Sherman L. Fleek is an American military historian.  He was born at Hill Air Force Base and raised in Layton, Utah.  His work specializes on Mormon military history, particularly the history of the Mormon Battalion during the Mexican–American War. He has also written on topics related to Latter-day Saint (LDS) history that are not always military in nature.

Career
Fleek rose to the rank of Lieutenant Colonel in the United States Army, serving as an aviator, Special Forces officer, and historian in several command and staff positions. His last duty in the Army was chief historian for the National Guard Bureau in Washington D.C., before retiring in 2002. In 2005, during his service as a historian for a Civil War non-profit preservation foundation in the Shenandoah Valley in Virginia, the Army approached Fleek to enter federal civil service and become the official command historian for the United States Army reconstruction effort in Iraq. Fleek deployed to Iraq for four months in 2006, and followed that by serving as command historian of Walter Reed Army Medical Center from 2007 to 2009. In May 2009, he assumed the position as historian for the United States Military Academy at West Point.

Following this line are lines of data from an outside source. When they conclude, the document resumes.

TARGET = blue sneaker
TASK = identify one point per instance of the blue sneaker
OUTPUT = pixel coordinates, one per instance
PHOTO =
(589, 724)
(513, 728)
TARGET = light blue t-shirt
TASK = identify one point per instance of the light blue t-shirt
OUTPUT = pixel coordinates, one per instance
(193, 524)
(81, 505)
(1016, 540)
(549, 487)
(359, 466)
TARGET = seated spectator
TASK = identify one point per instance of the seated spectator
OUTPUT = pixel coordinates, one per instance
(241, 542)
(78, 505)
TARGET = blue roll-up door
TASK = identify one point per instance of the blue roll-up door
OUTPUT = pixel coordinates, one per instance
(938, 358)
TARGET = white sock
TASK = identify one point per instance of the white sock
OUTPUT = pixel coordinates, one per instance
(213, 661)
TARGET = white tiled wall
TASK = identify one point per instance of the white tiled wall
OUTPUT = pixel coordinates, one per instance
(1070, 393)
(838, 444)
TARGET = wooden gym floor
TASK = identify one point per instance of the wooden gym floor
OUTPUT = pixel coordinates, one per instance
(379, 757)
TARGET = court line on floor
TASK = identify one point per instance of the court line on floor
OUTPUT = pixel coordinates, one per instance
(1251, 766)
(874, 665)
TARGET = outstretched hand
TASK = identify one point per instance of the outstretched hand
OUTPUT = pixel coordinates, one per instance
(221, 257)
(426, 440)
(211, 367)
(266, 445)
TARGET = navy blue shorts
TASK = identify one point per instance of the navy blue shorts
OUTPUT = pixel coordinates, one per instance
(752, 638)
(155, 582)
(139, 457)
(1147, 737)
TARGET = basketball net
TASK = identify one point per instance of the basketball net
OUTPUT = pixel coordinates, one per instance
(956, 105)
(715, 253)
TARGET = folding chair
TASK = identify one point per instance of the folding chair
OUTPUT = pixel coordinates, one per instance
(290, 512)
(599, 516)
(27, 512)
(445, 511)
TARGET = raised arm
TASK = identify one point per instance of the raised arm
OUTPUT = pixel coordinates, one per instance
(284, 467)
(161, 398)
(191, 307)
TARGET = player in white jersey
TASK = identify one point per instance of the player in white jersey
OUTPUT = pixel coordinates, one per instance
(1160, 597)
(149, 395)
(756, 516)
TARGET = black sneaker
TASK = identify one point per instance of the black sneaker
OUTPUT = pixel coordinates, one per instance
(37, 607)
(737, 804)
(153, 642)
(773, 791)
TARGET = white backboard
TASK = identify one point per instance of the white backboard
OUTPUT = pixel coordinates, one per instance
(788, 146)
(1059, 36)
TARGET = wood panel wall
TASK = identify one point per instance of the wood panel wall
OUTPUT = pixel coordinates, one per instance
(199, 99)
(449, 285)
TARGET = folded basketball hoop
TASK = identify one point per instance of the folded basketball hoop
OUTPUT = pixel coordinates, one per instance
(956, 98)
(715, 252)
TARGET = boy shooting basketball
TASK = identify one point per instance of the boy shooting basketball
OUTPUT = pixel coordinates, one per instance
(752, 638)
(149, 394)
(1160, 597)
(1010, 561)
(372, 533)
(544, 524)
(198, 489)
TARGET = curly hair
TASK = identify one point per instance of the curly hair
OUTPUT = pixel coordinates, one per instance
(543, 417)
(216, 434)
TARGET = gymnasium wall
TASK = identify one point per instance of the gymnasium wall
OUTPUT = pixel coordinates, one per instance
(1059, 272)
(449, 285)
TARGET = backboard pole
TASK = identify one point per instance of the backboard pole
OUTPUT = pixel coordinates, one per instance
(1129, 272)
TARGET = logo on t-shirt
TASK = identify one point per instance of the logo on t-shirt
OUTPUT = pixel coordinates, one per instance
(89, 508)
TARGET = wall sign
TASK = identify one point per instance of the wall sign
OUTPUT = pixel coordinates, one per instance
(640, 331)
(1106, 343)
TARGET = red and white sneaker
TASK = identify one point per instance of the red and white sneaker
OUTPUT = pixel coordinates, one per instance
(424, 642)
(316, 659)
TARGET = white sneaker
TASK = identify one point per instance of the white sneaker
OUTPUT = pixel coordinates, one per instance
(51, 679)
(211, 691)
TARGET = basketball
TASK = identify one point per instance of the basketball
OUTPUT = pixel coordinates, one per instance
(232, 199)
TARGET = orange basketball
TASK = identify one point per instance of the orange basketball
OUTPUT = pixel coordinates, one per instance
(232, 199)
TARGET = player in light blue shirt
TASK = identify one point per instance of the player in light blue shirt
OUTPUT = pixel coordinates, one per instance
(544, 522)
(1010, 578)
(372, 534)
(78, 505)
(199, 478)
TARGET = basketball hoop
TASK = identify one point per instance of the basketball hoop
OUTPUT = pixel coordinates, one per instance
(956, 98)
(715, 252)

Fleek received a bachelor's degree in English from Brigham Young University in 1982, and a master's degree in history from the University of Colorado at Colorado Springs while serving in the Army at Fort Carson. He is a Latter-day Saint and served an LDS mission in the Idaho Pocatello Mission from 1977 to 1979, after completing four years in Germany as an enlisted soldier with the Army from 1973 to 1977.

Works
Books by Fleek include History May Be Searched in Vain: A Military History of the Mormon Battalion (414 pages, Arthur H. Clark Company) which won the Utah State History Society Amy Price Military History Award for 2007. He also wrote, Place the Headstones Where They Belong : Thomas Neibaur, WWI Soldier (Logan: Utah State University Press).  Fleek has contributed many articles to Military History, America's Civil War, Wild West, Army, and Mormon Heritage Magazine.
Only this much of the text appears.